State of Rahul’s Writing Career

Yesterday I finished my forty-ninth story since I began writing seriously, approximately a two and a half years ago. Since then I have sold seven stories to various low level zines (two in print, the rest online). I have trunked seven stories, three of them for overtly political themes that I just didn’t really handle well.

That leaves me with 35 stories still in play. Ever since I sold the very first story I wrote, I’ve been fairly confident that I can sell all of these stories to someone, somewhere. Of the stories, ten are pretty bad. I won’t be embarassed if they sell, but I’m definitely not going to revise them. The next fifteen (which are mostly comprised of stories I wrote during my freshman year and last summer), are decent. They’ve mostly been around the block once or twice, but I think they can be placed somewhere. Most of them could use at least one sentence-level revision (going through it and deleting clunky prose, rewriting things, etc).

The last ten are stories I’ve written during the last six months. These stories are my best. The problem is that the majority of them are not science fiction, they are literary stories. I have no idea how to market that sort of thing. I also like these stories enough that I’m planning fairly more revisions for some of them. None of these stories have yet been submitted (save one that I sold to my campus newspaper, hey a circulation of 10,000 is nothing to sneeze at).

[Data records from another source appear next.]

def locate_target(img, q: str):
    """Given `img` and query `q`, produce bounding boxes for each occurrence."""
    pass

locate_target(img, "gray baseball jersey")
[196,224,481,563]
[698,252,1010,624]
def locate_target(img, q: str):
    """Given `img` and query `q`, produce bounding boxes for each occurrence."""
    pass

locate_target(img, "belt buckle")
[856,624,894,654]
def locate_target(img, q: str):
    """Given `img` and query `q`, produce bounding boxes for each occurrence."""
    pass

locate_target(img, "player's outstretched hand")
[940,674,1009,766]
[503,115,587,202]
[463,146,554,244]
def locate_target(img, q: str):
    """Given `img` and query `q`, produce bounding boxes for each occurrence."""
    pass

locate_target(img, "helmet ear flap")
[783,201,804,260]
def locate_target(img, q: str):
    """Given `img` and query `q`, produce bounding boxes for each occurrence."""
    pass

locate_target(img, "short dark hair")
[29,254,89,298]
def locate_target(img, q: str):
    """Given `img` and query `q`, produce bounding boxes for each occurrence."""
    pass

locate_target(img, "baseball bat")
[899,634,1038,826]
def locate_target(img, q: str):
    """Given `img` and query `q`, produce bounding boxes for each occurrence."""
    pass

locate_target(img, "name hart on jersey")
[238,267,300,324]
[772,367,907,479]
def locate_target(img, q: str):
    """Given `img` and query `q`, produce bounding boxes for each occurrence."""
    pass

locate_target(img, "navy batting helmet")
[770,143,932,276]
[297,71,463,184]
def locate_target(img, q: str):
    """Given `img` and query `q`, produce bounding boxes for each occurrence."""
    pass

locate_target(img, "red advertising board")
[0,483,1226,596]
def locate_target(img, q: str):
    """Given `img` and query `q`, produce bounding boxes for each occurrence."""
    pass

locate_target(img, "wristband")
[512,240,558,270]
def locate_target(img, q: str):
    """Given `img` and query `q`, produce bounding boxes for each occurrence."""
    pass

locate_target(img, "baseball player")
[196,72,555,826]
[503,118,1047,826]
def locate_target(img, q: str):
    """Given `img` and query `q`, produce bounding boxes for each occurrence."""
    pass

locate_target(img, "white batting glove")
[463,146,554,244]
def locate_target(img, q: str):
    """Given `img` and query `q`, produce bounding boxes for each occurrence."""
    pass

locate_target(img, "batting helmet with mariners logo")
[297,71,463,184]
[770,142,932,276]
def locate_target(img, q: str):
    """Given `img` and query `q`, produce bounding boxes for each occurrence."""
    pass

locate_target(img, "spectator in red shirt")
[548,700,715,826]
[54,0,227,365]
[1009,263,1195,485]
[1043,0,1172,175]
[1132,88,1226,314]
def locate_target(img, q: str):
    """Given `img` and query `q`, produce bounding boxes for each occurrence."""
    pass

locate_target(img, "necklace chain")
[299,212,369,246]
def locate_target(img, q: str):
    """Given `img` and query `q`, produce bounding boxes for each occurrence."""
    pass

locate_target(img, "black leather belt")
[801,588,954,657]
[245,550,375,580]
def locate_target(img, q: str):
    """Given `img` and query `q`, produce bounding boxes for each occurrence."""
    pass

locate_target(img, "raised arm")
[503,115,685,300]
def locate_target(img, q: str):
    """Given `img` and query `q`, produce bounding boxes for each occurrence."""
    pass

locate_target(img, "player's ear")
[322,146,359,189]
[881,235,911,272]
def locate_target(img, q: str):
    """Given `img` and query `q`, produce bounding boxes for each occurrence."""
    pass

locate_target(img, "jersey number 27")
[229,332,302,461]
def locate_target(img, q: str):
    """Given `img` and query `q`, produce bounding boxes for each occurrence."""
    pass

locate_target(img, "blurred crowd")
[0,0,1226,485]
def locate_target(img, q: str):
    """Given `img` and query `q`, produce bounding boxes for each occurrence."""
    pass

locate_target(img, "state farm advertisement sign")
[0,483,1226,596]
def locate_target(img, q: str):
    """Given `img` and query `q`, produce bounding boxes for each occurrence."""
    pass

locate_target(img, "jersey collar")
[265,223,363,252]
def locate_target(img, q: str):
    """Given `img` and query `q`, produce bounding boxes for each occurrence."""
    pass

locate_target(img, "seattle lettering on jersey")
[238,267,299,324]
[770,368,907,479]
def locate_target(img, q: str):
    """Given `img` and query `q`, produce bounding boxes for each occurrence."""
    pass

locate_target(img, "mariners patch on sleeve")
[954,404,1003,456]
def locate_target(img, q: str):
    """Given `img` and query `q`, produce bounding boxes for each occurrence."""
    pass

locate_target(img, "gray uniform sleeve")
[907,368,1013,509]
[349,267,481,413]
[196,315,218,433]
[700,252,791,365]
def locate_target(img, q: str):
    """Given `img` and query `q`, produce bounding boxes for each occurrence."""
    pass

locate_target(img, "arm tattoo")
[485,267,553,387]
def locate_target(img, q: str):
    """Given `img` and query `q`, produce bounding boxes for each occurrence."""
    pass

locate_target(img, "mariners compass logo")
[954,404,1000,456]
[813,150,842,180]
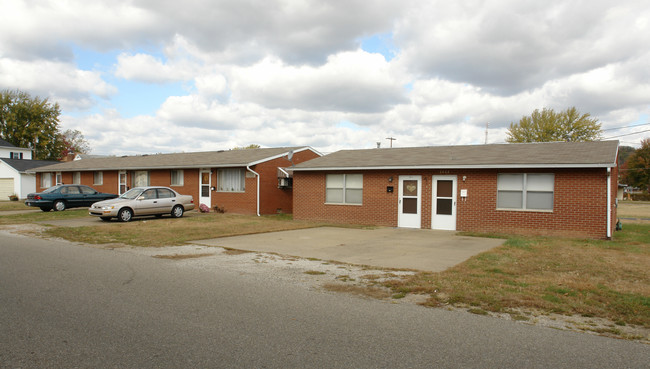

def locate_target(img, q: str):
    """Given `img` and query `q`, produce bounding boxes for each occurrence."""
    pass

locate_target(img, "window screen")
[497,173,555,210]
[325,174,363,204]
[217,168,246,192]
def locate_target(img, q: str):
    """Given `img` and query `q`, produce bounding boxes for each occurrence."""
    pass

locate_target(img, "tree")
[506,107,602,143]
[0,90,63,160]
[60,129,90,158]
[621,138,650,191]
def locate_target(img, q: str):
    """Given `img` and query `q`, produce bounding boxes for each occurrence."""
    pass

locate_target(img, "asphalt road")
[0,232,650,368]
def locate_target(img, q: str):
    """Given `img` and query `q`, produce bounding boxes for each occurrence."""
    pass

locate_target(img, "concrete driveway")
[192,227,505,272]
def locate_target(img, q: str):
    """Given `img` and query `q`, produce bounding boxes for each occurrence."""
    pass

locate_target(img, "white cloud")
[115,53,194,83]
[232,51,405,112]
[395,0,650,95]
[0,58,116,110]
[0,0,650,154]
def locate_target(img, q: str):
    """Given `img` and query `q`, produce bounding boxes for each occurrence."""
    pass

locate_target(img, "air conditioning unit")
[278,177,293,188]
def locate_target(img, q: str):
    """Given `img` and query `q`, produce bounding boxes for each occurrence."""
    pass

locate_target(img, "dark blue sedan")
[25,185,117,211]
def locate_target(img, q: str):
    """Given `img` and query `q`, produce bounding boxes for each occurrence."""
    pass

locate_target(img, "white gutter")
[293,161,616,172]
[246,164,260,217]
[607,168,612,240]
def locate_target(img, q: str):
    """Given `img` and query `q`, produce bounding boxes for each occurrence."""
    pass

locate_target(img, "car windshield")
[43,186,61,193]
[120,188,143,200]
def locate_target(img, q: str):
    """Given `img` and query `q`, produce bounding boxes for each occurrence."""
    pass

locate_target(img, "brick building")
[293,141,618,239]
[33,146,321,214]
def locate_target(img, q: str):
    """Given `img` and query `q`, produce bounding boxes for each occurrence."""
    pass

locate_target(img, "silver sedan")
[88,186,194,222]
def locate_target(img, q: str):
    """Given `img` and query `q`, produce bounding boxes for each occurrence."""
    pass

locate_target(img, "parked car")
[88,186,194,222]
[25,185,117,211]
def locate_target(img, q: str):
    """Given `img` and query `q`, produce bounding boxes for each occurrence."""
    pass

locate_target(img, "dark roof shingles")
[28,146,305,172]
[295,141,618,170]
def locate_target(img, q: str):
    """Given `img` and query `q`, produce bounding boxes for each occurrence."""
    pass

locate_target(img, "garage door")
[0,178,14,200]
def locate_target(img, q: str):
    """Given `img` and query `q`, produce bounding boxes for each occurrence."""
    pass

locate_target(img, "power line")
[603,129,650,140]
[601,123,650,131]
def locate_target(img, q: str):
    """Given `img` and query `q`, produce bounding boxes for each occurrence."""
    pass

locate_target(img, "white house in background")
[0,138,58,200]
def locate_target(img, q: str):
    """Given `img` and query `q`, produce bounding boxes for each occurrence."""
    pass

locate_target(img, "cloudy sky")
[0,0,650,155]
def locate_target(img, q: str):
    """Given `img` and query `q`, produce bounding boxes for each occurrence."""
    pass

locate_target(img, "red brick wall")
[212,150,318,214]
[294,168,616,238]
[36,150,319,214]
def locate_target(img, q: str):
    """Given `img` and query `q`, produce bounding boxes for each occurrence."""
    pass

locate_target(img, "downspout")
[607,168,612,240]
[246,164,260,217]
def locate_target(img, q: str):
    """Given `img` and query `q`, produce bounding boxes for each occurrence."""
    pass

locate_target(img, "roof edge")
[293,163,616,172]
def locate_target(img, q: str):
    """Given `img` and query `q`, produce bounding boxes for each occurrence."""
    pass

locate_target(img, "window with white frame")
[497,173,555,210]
[41,173,52,188]
[217,168,246,192]
[133,170,149,187]
[325,174,363,205]
[171,169,183,186]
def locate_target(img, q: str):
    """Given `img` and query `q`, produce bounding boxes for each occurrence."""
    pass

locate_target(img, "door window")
[402,180,418,214]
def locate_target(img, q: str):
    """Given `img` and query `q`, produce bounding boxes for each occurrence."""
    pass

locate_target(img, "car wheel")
[117,209,133,222]
[172,205,185,218]
[54,200,65,211]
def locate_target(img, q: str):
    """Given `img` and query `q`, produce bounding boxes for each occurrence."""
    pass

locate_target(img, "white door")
[117,170,127,195]
[199,169,212,208]
[431,176,456,231]
[397,176,422,228]
[0,178,14,200]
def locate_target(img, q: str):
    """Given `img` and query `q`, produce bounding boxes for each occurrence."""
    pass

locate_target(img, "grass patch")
[0,201,32,212]
[616,201,650,219]
[45,210,324,247]
[384,224,650,333]
[0,206,89,225]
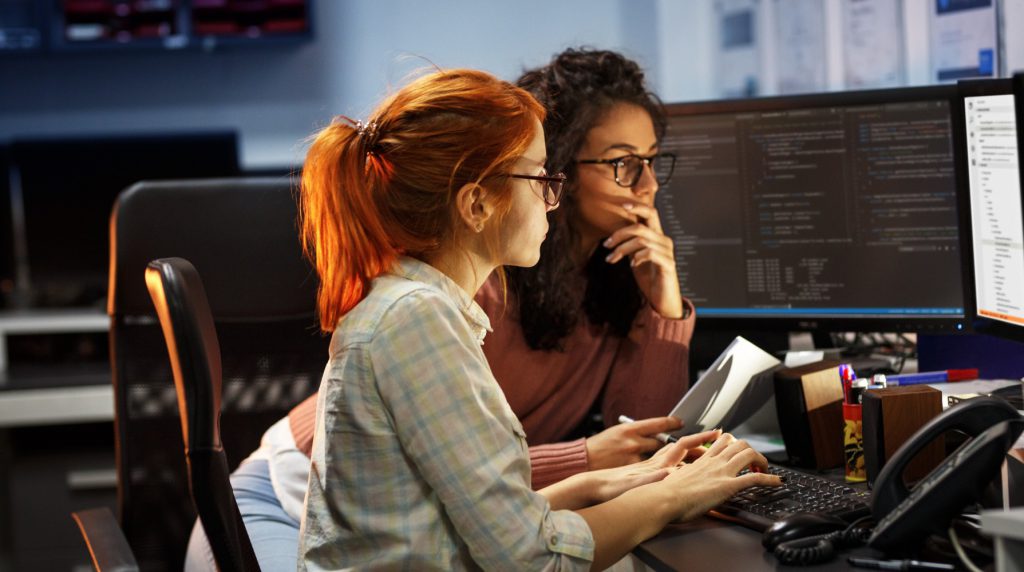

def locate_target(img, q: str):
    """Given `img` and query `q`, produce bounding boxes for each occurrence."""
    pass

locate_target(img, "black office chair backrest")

Six of my stories are currently out, including one that is in the 3rd round at Andromeda Spaceways Inflight Magazine. I really want to send the last twenty-nine out into the world before I leave for Clarion. To be honest, I am tired of them, and most of them are never going to get any better. I’d prefer to get rid of them before I can come back and view them with contempt. However, submitting twenty-nine stories is quite a daunting task. Where the hell am I going to stack them all? That’s the dilemma that inspired this post. I think that tonight I’m going to concentrate on flushing out the dregs, and tomorrow I’ll work on where to place the work that’s actually good. I don’t know why I’m worrying about this right now, I still have two finals to study for and I need to pack/clean my room (which is a complete mess).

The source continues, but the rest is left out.